Dopo il trattamento con la nuova terapia tripla, il 31% dei pazienti in entrambi gli studi ha mostrato un livello di SwCl inferiore al livello di 30 mmol/L a 24 settimane, rispetto al 23% dei pazienti trattati con la terapia tripla attualmente disponibile (odds ratio: 2,87; IC95%: 2,00, 4,12; P<0,0001). Di conseguenza, in questi studi combinati, c’era una probabilità circa due volte maggiore di raggiungere un livello di SwCl inferiore a 60 mmol/L per i soggetti trattati con la nuova terapia tripla rispetto a quella già disponibile e una probabilità circa tre volte maggiore di raggiungere un livello di SwCl inferiore a 30 mmol/L nei pazienti trattati con la nuova terapia tripla rispetto a quella già esistente.
Passando, infine, allo studio pediatrico RIDGELINE 105, un trial in aperto, a braccio singolo, condotto su bambini di età compresa tra 6 e 11 anni con FC e almeno una mutazione responsiva alla combinazione tripla già esistente, è emerso che la nuova terapia si è dimostrata sicura (endpoint primario).
I bambini con FC nello studio hanno mantenuto il loro livello basale di funzionalità polmonare (ppFEV1 pari a 99,7%), con una variazione quadratica media assoluta dal basale alla settimana 24 pari a 0 (IC95%: da -2 a 1,9) e hanno sperimentato una variazione media assoluta dei livelli di cloro nel sudore pari a -8,6 mmol/L (IC95%: da -11 a -6,3) rispetto ai livelli basali di 40,4 mmol/L durante la somministrazione della terapia tripla già disponibile.

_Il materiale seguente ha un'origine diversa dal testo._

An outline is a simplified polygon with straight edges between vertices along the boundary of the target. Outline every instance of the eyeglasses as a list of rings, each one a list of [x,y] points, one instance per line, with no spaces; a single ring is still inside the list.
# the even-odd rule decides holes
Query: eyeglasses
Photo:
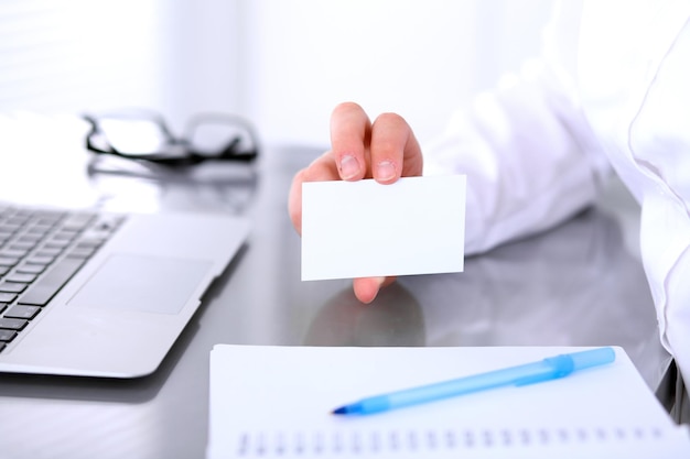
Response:
[[[259,154],[251,124],[231,114],[196,116],[182,138],[172,134],[160,114],[147,110],[85,114],[83,118],[91,124],[86,147],[96,154],[171,168],[207,161],[249,163]]]

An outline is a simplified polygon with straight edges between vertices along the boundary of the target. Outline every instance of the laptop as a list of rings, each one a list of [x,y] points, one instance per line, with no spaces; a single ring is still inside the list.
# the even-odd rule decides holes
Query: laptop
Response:
[[[0,372],[154,372],[248,232],[225,215],[0,204]]]

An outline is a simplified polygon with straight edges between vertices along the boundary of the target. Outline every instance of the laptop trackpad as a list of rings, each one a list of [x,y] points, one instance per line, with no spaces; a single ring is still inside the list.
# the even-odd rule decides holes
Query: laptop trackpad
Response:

Dopo il trattamento con la nuova terapia tripla, il 95% dei bambini dello studio ha mostrato un livello di SwCl inferiore a 60 mmol/L nelle 24 settimane (IC95%: 87%,-99%), mentre il 53% dei bambini ha registrato un livello di SwCl inferiore a 30 mmol/L (IC95%: 41%, 64%).
Dati di safety
Negli studii SKYLINE 102 e SKYLINE 103, la maggior parte degli eventi avversi (AE) è stata di entità lieve o moderata e generalmente in linea con le manifestazioni della FC. L’incidenza di eventi avversi gravi (SAE) e l’incidenza di AE che hanno portato all’interruzione del trattamento è stata bassa e bilanciata tra i gruppi sottoposto alle due opzini di terapia tripla.
Nel complesso, i dati sulla sicurezza sono stati generalmente sovrapponibile tra i due gruppi in studio.

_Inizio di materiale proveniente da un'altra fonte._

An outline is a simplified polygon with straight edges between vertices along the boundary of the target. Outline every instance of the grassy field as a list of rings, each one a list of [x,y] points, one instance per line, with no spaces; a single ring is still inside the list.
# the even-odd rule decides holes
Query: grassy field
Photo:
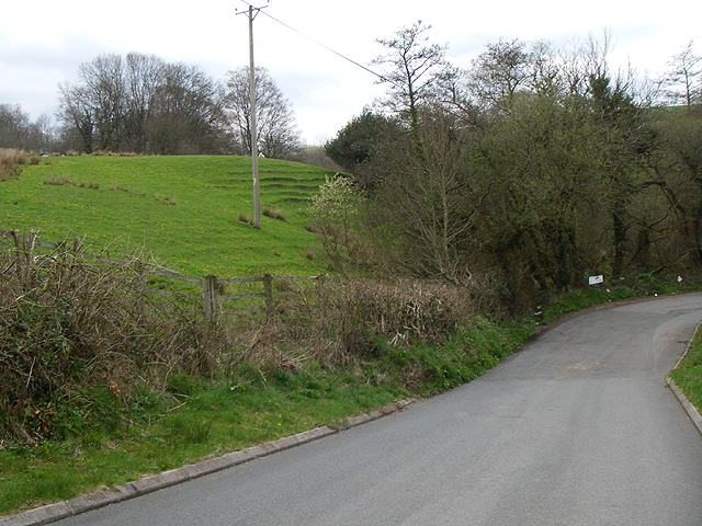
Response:
[[[239,220],[240,213],[252,214],[250,165],[249,159],[233,157],[43,159],[24,165],[19,179],[0,182],[0,229],[41,230],[47,242],[80,236],[93,252],[110,245],[110,255],[146,250],[192,277],[326,271],[321,254],[313,255],[316,240],[305,228],[306,207],[332,172],[269,159],[261,159],[260,167],[261,202],[285,215],[285,220],[263,216],[260,231]],[[395,346],[378,339],[362,358],[333,367],[309,359],[295,364],[295,371],[242,363],[208,378],[171,375],[169,402],[144,391],[124,409],[115,430],[30,445],[0,442],[0,515],[318,425],[338,425],[407,396],[434,395],[497,364],[536,321],[547,324],[566,312],[654,291],[699,288],[699,279],[687,276],[680,284],[643,275],[611,291],[566,294],[544,306],[539,318],[496,324],[475,317],[471,327],[437,346]],[[701,407],[702,342],[693,348],[684,373],[690,380],[673,378]],[[60,416],[69,423],[79,419]]]
[[[180,274],[200,277],[315,275],[309,197],[332,174],[324,169],[260,160],[261,230],[239,220],[253,215],[250,158],[52,157],[24,165],[0,183],[0,229],[39,230],[56,242],[78,236],[99,252],[154,254]]]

Iter regolatorio per la terapia tripla vanzacaftor/tezacaftor/deutivacaftor
Vertex ha dichiarato di essere pronta a presentare, entro la metà dell’anno, una domanda di autorizzazione all’immissione in commercio (NDA) alla Food and Drug Administration e una domanda di autorizzazione all’immissione in commercio all’Agenzia Europea dei Medicinali per i pazienti affetti da FC di età pari o superiore a 6 anni.
L’azienda ha dichiarato, inoltre, la sua intenzione di utilizzare un voucher per la revisione prioritaria negli Stati Uniti. Il voucher per la revisione prioritaria autorizza il titolare ad effettuare una NDA per la revisione prioritaria, che prevede una revisione accelerata di 6 mesi invece della revisione standard di 10 mesi.
I dati completi di questi studi saranno presentati in occasione dei prossimi congressi medici previsti nel corso dell’anno.